Malgré cela nous avons employé le temps de notre mieux, bravant – trop souvent – le froid, le vent & la pluie. Aussi quelles névralgies n’ai-je pas endurées, pauvre martyr !!
La Camarade [Marie-Anne Boudin] tient bon. Malgré son esprit inventif en fait des choses du ventre, ou plutôt à cause de cela, notre pitance est encore passable dans ce pays dépourvu s’il en fut ! Elle déniche encore par-ci par-là quelque gibier, quoiqu’il soit cher, mais tout cela est maigre ; c’est la vie réduite à sa plus simple expression !
À Courbet
Paris, 2 janvier 1872
Mon cher Courbet,
Nous ne voulons pas laisser passer ces jours où l’on se fait un devoir de visiter tant d’amis plus ou moins heureux, sans vous envoyer un souvenir au fond de votre prison.
Nous serions satisfaits que ce faible témoignage de notre amitié pût, durant quelques instants, faire diversion à votre solitude.
Rentrés depuis peu à Paris, après une très longue absence, nous espérions pouvoir vous serrer la main, mais on nous assure qu’il est difficile d’obtenir la faveur de vous voir.
Je me fais ici l’interprète des sentiments de plusieurs [sic] de mes camarades, entre autres de Monet et de Gautier qui vous envoient également leurs bons souhaits et qui seraient non moins jaloux que moi de passer quelques instants auprès de vous.
Nous nous consolons en songeant que bientôt vous allez toucher au terme de votre captivité et que prochainement vous serez rendu à la liberté, à l’art et à vos amis qui ont eu de si vives appréhensions à votre endroit.
C’est tout ce que nous pouvons vous témoigner ici.
Nous serions heureux que ce souvenir de ceux qui n’ont pas cessé un instant de se préoccuper de votre sort vous parvienne bientôt.
Dans cet espoir, nous vous serrons la main bien cordialement.
Pour moi et pour les amis.
E. Boudin
31 rue St Lazare
À Braquaval
Deauville, 10 octobre 1890
[…] D’abord je dois vous accuser réception de la caisse de fruits qui nous est parvenue en bon état – nous y avons déjà goûté.
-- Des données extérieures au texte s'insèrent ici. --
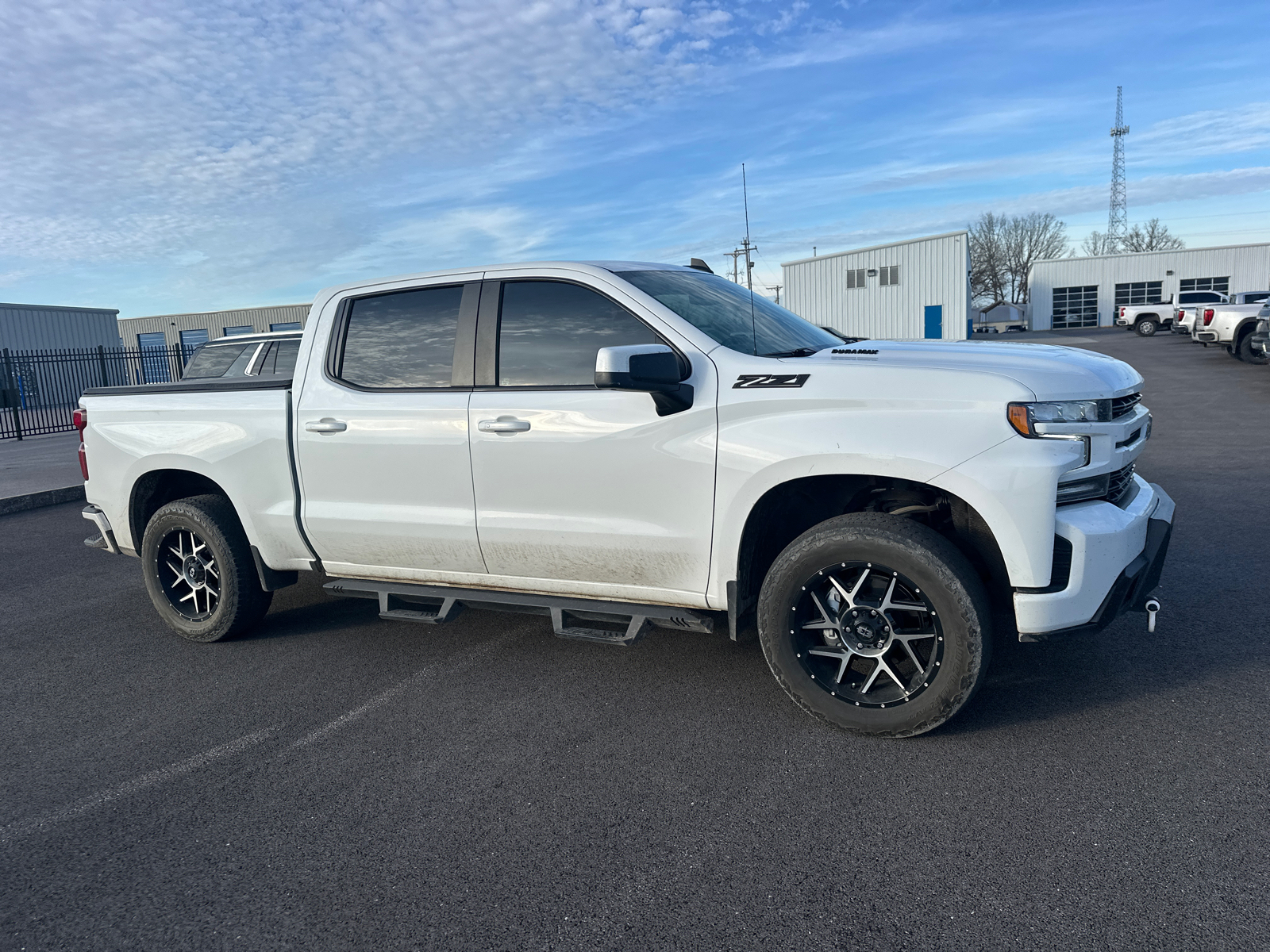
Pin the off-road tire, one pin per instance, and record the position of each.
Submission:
(1245, 352)
(241, 603)
(906, 549)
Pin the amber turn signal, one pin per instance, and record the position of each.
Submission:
(1018, 416)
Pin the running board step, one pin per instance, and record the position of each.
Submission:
(435, 605)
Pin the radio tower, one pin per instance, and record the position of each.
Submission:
(1118, 219)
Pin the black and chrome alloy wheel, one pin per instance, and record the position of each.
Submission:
(876, 624)
(867, 635)
(200, 571)
(190, 575)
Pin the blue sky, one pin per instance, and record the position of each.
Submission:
(164, 158)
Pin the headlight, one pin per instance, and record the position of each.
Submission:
(1024, 416)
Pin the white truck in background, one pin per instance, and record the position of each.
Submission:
(622, 446)
(1233, 327)
(1191, 304)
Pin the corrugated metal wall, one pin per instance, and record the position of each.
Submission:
(50, 328)
(213, 321)
(933, 271)
(1246, 266)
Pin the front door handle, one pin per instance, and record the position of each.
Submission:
(327, 425)
(503, 424)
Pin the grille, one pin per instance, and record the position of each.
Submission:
(1121, 482)
(1123, 405)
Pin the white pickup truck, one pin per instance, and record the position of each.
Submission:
(1232, 325)
(624, 444)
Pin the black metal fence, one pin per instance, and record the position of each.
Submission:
(41, 389)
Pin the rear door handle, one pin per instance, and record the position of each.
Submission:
(327, 425)
(503, 424)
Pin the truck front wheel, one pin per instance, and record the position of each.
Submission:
(876, 624)
(198, 570)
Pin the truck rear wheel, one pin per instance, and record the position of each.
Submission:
(198, 570)
(876, 624)
(1245, 352)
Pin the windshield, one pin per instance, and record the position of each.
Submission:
(723, 311)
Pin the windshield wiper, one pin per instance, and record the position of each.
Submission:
(800, 352)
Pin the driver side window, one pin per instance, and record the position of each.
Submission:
(550, 330)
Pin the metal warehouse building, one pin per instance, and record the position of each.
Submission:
(1083, 292)
(190, 330)
(51, 328)
(918, 289)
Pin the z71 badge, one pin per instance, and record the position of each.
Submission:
(770, 380)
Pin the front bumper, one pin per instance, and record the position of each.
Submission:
(1117, 558)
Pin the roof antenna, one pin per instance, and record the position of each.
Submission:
(749, 277)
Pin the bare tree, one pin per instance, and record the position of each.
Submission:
(1098, 244)
(987, 259)
(1151, 236)
(1029, 239)
(1003, 249)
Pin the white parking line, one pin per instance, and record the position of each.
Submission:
(468, 659)
(25, 828)
(359, 711)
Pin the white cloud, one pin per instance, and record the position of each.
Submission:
(133, 124)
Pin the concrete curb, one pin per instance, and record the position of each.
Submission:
(38, 501)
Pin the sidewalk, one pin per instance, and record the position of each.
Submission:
(40, 471)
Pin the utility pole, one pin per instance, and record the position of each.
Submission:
(749, 266)
(1118, 217)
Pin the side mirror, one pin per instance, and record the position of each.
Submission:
(648, 368)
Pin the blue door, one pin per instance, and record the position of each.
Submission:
(190, 340)
(933, 321)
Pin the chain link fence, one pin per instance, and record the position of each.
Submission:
(41, 389)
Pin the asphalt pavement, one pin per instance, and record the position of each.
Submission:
(340, 782)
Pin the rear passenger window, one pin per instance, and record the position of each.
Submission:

Vous remercierez pour nous Mme Braquaval qui se prive sans doute pour nous faire goûter les fruits de son verger ! Voyez un peu ce que c’est, nous sommes partis en voyage laissant notre maigre récolte aux arbres en comptant bien la trouver mûre à notre retour… Des gens plus pressés avaient eu soin de la faire pour nous… tout comme on procède chez vous !! (...)
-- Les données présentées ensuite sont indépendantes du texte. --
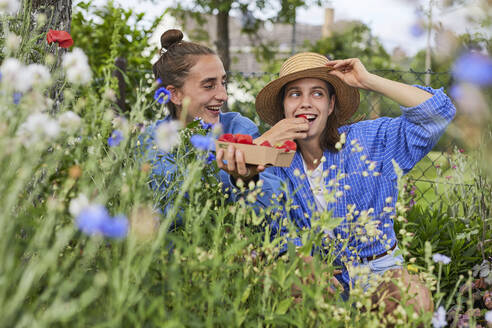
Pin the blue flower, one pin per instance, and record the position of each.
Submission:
(210, 158)
(473, 67)
(116, 227)
(162, 95)
(91, 218)
(17, 97)
(202, 142)
(95, 219)
(115, 138)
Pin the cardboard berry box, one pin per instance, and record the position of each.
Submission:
(260, 155)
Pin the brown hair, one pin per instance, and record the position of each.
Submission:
(329, 135)
(174, 64)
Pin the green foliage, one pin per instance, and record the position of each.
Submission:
(110, 32)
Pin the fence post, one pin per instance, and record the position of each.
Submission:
(119, 72)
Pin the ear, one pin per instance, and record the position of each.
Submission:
(331, 105)
(176, 95)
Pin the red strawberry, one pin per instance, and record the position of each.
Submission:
(290, 145)
(244, 138)
(227, 137)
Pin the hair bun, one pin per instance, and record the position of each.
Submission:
(171, 37)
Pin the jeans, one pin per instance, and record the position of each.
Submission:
(378, 267)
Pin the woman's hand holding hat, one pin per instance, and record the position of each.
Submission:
(285, 129)
(351, 71)
(236, 166)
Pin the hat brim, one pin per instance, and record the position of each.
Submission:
(269, 105)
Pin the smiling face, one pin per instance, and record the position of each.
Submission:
(205, 87)
(309, 98)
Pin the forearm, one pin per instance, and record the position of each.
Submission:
(404, 94)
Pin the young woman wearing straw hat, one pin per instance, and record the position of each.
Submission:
(348, 168)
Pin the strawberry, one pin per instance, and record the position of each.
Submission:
(244, 138)
(227, 137)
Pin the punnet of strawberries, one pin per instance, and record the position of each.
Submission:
(288, 145)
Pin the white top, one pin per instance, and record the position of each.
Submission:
(316, 182)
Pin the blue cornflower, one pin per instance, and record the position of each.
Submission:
(202, 142)
(95, 219)
(17, 97)
(205, 125)
(115, 138)
(162, 95)
(116, 227)
(91, 218)
(210, 158)
(474, 68)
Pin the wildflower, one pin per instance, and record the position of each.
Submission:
(63, 38)
(202, 142)
(115, 138)
(78, 204)
(439, 258)
(12, 41)
(95, 219)
(473, 67)
(38, 127)
(39, 74)
(69, 121)
(439, 318)
(162, 95)
(488, 317)
(205, 125)
(76, 65)
(15, 75)
(9, 6)
(167, 135)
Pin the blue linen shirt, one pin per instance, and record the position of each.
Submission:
(163, 165)
(365, 165)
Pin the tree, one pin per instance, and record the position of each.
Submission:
(282, 11)
(38, 16)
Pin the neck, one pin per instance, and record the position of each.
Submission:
(311, 152)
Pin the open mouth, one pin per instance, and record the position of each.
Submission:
(214, 108)
(309, 117)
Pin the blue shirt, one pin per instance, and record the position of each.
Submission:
(163, 165)
(365, 165)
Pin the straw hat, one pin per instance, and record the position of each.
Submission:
(305, 65)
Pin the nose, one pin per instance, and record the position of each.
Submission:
(221, 93)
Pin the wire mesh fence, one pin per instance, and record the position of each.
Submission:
(427, 182)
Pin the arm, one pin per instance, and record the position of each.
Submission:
(353, 72)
Enfin ? Nous n’en avons pas moins réalisé notre projet de voyage… en pensant bien que vous vous deviez à votre famille, à votre chère malade surtout, je n’ai pas voulu vous tenter en vous prévenant à l’avance. Au reste vous ne vous seriez pas récréé beaucoup avec nous. Nous avons été simplement à Étretat, petite plage de pêcheurs resserrée entre deux immenses côtes bien belles toutefois… puis un rivage des plus intéressants, couvert de barques, de filets, de cabestans [?], quelque chose de merveilleux de couleur et ton composé ce qui est mieux. Je n’avais pas eu la curiosité de revoir ce trou depuis 33 ans que j’y avais fait ma première visite avec Le Poitevin mais j’ai été fort surpris de retrouver tout cela dans le même désordre pittoresque en plus beau même que jadis.
Vous pensez bien que favorisé par un temps assez beau je n’ai pas perdu un quart d’heure – tous mes jours ont compté… et quoique trop hâtives j’ai fait une forte série d’études : de beaux motifs surtout avec ces hautes falaises et la mer bleue au fond. Depuis je bûche ici… le ciel est au bleu pur mais on en profite pour faire du paysage ou des animaux puisque la mer ne dit rien.
Voilà mon cher ami l’emploi de notre temps et cela continue malgré un refroidissement sensible. Ma foi nous restons encore et resterons jusqu’au mauvais temps.
Je suppose que vous-même en avez profité & en profitez encore… mais que le paysage est donc difficile !
Soignez vos études, je ne saurais trop vous le crier… ne vous pressez pas mais ne négligez point vos animaux, mettez-en partout tant que vous le pourrez. Le paysage sans étoffage [sic] ne vous donnera pas le même succès que les animaux.